The findings, which document a steady drift away from church life, dovetail with a LifeWay survey of teenagers in 2007 who dropped out of church and a study in February by the Pew Forum on Religion & Public Life, which compared the beliefs of Millennials with those of earlier generations of young people. (The new survey has a margin of error of +/-2.8 percentage points.) Even among those in the survey who "believe they will go to heaven because they have accepted Jesus Christ as their savior":
68% did not mention faith, religion, or spirituality when asked what was "really important in life"
50% do not attend church at least weekly
36% rarely or never read the Bible
Neither are these young Christians evangelical in the original meaning of the term — eager to share the Gospel. Just 40% say this is their responsibility. Even so, Rainer is encouraged by the roughly fifteen percent who, he says, appear to be "deeply committed" Christians in study, prayer, worship, and action.
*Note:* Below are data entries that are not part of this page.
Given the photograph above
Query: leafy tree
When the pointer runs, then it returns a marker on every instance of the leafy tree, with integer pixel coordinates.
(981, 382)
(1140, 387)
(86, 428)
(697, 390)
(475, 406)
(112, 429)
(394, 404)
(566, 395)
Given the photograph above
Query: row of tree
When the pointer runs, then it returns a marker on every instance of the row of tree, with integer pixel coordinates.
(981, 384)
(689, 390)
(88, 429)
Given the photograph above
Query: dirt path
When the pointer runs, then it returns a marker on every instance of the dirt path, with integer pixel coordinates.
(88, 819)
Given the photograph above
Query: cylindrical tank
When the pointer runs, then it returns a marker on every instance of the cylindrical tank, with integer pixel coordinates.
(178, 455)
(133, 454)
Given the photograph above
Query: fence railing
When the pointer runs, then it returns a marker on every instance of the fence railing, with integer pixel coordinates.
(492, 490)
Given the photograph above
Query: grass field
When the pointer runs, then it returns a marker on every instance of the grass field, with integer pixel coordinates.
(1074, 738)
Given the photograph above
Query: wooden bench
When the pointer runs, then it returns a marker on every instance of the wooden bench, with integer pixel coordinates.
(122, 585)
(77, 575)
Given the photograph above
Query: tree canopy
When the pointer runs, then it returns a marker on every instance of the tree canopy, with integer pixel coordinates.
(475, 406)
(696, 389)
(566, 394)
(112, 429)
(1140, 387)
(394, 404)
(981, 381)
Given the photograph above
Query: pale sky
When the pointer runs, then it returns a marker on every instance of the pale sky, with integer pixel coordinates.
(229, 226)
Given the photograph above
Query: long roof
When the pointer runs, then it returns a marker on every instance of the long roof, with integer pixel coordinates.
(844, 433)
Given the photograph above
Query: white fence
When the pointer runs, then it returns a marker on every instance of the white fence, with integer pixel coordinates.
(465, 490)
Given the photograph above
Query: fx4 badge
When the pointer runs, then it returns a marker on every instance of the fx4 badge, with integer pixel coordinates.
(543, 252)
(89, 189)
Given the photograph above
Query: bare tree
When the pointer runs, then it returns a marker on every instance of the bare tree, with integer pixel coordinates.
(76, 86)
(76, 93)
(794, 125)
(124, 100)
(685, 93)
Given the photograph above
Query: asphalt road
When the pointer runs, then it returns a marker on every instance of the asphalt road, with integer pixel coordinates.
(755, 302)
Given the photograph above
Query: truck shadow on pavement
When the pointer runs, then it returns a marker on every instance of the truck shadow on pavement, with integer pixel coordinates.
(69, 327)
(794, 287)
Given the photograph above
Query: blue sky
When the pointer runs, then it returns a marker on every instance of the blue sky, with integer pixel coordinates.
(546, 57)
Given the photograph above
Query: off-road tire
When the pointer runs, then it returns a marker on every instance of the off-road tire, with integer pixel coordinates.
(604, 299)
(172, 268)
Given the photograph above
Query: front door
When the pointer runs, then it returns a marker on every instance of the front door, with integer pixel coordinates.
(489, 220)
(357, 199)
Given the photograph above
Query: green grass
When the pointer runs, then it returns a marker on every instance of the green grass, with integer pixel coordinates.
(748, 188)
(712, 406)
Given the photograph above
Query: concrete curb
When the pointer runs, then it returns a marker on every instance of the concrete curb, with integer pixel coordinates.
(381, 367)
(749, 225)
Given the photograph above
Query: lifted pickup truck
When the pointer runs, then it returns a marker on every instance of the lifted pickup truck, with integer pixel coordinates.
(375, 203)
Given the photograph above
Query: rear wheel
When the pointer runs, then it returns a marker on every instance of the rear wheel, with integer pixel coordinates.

Collin Hansen, 29, author of Young, Restless, Reformed, about a thriving minority of traditionalist Christians, agrees. "I'm not going to say these numbers aren't true and aren't grim, but they also drive people like me to build new, passionately Christian dynamic churches," says Hansen, who is studying for the ministry. He sees many in his generation veering to "moralistic therapeutic deism— 'God wants you to be happy and do good things.' I would not call that Christianity, however."
The 2007 LifeWay study found seven in ten Protestants ages eighteen to thirty, both evangelical and mainline, who went to church regularly in high school said they quit attending by age 23. And 34% of those had not returned, even sporadically, by age thirty.
The Pew survey found young people today were significantly more likely than those in earlier generations to say they didn't identify with any religious group. Neither are Millennials any more likely than earlier generations to turn toward a faith affiliation as they grow older.